Still a ways to go to catch Netflix

But Netflix, with more than 200 million subscribers, still has more global reach. WarnerMedia’s HBO Max streaming service, and Discovery’s platform, Discovery+, have roughly 60 million subscribers between them. They also reach more than 70 million cable TV households in the US, but that number shrinks every year, and there is certainly some overlap between them and the companies’ streaming subscribers.

In order to truly compete with Netflix on a global scale, media companies need both a willingness to spend and also an infrastructure to support a push outside the US. Netflix is available in almost every country on Earth, while HBO Max and Discovery+ are offered in only a handful of countries. As a combined entity, their global streaming expansions could come much easier. Zaslav said his goal is for the new company is to eventually reach 400 million homes “over the long term.”

Who’s next to merge

Already, other media companies appear to be working behind the scenes to find new partners. According to the Information, Amazon is considering a deal to buy MGM, the studio behind the James Bond and Rocky franchises, among others. Amazon’s interest in MGM is purely its intellectual property: The e-commerce giant doesn’t need MGM’s resources, but it would love to own—and expand on—properties like Bond, and use those as selling points to potential streaming subscribers around the world.
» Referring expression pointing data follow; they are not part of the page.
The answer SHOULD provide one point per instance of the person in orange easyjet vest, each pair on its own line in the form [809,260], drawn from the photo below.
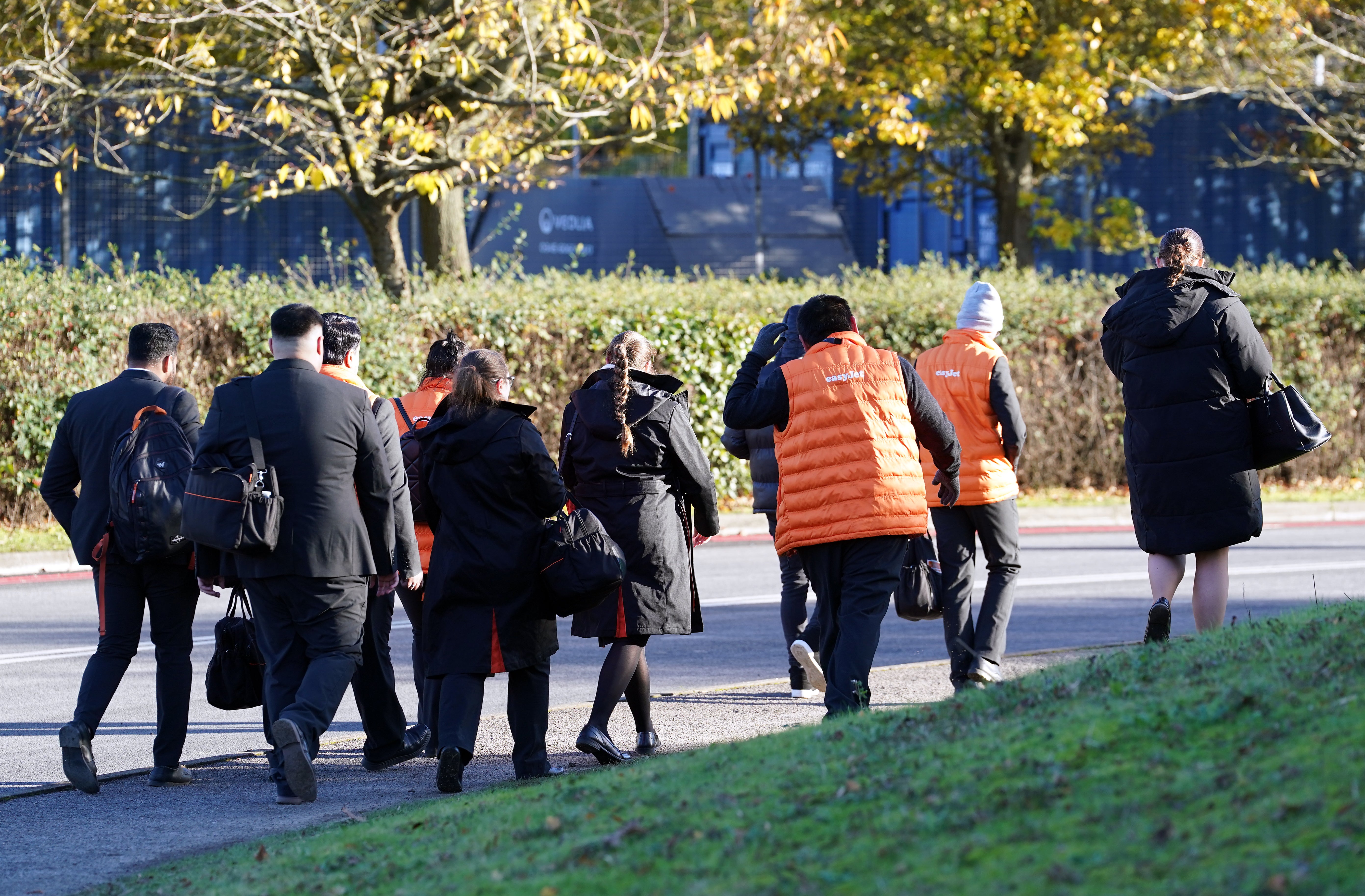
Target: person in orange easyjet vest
[971,380]
[851,492]
[413,412]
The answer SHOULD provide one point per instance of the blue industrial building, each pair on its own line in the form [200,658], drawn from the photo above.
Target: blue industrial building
[1250,213]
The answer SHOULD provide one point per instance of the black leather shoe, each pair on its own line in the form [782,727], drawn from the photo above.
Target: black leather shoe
[450,771]
[1158,622]
[414,744]
[166,775]
[597,744]
[78,759]
[294,759]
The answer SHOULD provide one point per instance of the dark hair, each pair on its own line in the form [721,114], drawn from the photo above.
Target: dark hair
[152,341]
[340,336]
[444,356]
[474,387]
[1180,249]
[295,321]
[627,350]
[822,315]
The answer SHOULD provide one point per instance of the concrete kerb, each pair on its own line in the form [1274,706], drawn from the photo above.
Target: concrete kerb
[227,757]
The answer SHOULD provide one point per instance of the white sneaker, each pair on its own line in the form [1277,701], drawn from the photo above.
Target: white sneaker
[985,671]
[806,656]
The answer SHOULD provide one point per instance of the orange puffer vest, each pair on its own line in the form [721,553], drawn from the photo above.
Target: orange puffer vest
[959,374]
[848,460]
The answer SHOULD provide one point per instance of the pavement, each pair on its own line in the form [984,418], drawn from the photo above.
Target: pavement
[1080,586]
[134,827]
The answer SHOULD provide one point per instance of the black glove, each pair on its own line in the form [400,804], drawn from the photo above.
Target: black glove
[769,340]
[948,489]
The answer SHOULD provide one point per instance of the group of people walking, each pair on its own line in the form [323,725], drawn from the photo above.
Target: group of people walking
[440,500]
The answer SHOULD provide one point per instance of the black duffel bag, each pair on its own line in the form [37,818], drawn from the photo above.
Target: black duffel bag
[235,511]
[237,670]
[920,593]
[581,565]
[1284,426]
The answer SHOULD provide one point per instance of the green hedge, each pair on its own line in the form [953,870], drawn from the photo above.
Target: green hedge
[63,332]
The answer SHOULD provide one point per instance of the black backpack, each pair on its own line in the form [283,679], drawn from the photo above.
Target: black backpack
[237,671]
[581,565]
[148,471]
[413,460]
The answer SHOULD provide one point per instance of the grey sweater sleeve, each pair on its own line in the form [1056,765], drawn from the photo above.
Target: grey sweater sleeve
[1007,404]
[933,429]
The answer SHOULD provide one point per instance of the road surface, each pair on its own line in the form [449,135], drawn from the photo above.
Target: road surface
[1079,588]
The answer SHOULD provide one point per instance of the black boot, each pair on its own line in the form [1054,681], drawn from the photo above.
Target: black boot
[78,757]
[414,744]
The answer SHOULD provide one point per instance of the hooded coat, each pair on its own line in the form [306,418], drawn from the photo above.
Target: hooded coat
[1188,358]
[758,446]
[642,501]
[488,486]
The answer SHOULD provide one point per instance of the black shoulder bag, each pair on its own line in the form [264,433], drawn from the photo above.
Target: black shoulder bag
[919,594]
[1284,426]
[235,511]
[237,671]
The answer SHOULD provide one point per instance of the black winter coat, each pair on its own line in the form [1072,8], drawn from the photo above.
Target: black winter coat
[758,446]
[1188,356]
[642,501]
[488,486]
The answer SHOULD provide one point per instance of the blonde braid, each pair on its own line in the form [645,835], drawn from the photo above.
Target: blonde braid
[628,350]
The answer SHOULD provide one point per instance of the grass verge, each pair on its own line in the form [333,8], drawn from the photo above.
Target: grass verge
[1226,764]
[47,537]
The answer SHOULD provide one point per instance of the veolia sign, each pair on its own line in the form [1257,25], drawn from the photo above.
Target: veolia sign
[551,223]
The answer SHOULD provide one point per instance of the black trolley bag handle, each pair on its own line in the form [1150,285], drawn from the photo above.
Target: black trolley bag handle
[235,511]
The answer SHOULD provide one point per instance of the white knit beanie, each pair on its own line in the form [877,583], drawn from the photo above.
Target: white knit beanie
[982,310]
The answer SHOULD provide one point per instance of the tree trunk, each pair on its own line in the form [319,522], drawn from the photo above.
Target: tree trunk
[446,246]
[380,223]
[760,245]
[1012,153]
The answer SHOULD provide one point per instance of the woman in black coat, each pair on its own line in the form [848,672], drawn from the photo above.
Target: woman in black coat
[488,485]
[1189,358]
[628,453]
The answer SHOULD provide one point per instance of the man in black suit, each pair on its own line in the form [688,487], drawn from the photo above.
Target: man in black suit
[309,595]
[387,737]
[93,422]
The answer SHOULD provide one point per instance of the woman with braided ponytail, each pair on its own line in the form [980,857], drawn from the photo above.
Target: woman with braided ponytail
[628,455]
[1189,358]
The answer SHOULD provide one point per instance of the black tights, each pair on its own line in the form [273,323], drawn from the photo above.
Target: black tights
[624,671]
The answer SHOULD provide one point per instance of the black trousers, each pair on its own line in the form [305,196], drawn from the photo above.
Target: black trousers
[957,530]
[529,715]
[309,632]
[381,714]
[171,595]
[429,689]
[796,588]
[854,581]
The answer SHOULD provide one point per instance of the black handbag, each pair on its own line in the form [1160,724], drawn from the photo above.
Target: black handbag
[237,670]
[581,565]
[1284,426]
[920,593]
[235,511]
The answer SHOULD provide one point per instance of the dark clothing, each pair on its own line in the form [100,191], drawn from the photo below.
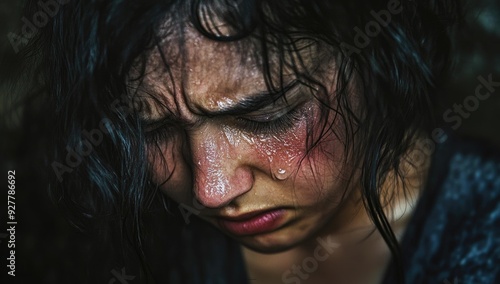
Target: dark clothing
[454,235]
[452,238]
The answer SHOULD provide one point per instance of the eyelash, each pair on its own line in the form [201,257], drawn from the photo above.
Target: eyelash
[278,125]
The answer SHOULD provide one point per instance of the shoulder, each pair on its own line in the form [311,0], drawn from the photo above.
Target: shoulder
[454,236]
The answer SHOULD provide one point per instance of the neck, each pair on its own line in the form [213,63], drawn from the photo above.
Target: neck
[362,254]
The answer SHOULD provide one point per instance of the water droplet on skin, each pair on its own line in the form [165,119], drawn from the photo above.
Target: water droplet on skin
[281,174]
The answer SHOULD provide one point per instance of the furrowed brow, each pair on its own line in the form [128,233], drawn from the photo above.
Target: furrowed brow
[253,102]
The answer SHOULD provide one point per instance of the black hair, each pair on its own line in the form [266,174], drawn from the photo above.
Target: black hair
[87,51]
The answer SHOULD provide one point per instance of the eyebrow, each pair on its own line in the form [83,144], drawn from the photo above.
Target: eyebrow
[244,106]
[253,102]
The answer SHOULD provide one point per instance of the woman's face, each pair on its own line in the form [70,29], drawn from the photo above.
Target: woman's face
[242,160]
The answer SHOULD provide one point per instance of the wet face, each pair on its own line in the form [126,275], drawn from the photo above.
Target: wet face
[240,154]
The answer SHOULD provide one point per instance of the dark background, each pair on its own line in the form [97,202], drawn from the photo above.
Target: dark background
[48,249]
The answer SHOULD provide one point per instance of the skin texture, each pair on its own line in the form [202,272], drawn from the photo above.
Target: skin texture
[217,165]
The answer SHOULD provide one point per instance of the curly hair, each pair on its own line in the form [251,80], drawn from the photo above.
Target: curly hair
[395,53]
NBCUniversal may partner up as well. Rumors have swirled for months that NBCU was interested in joining forces with WarnerMedia in order to better compete with Netflix. Now that that’s seemingly off the table, ViacomCBS has emerged as a candidate for consolidation. Both companies have recently launched streaming services (NBCU’s Peacock and ViacomCBS’ Paramount+) and would benefit from the other’s content libraries. But, as it stands now, neither poses much of a threat outside the US to Netflix or Disney, which, of course, made a mega deal of its own in 2019 when it acquired Fox’s entertainment assets.

If NBCU and ViacomCBS don’t merge themselves, they’ll likely look to scoop up some of the other content providers that, for now, remain independent: AMC Networks, Lionsgate, Sony, among others. Sony has decided it’s not interested in playing the global streaming game, and instead has turned into something of a mercenary, selling its content—which includes Spider-Man and Ghostbusters—to several other companies, including Netflix and Disney. That’s one way toward sustainability for the smaller media companies, but it is a considerably lower stakes play.

There are still lots of unanswered questions about the proposed WarnerMedia-Discovery deal. Zaslav wouldn’t state his plans for streaming—whether HBO Max and Discovery+ will combine, stay completely separate, or get bundled together for at one price. It’s also unclear how much say Zaslav or anyone else at Discovery will have over WarnerMedia content (and vice versa), or who, exactly, will be in charge of what at the new company.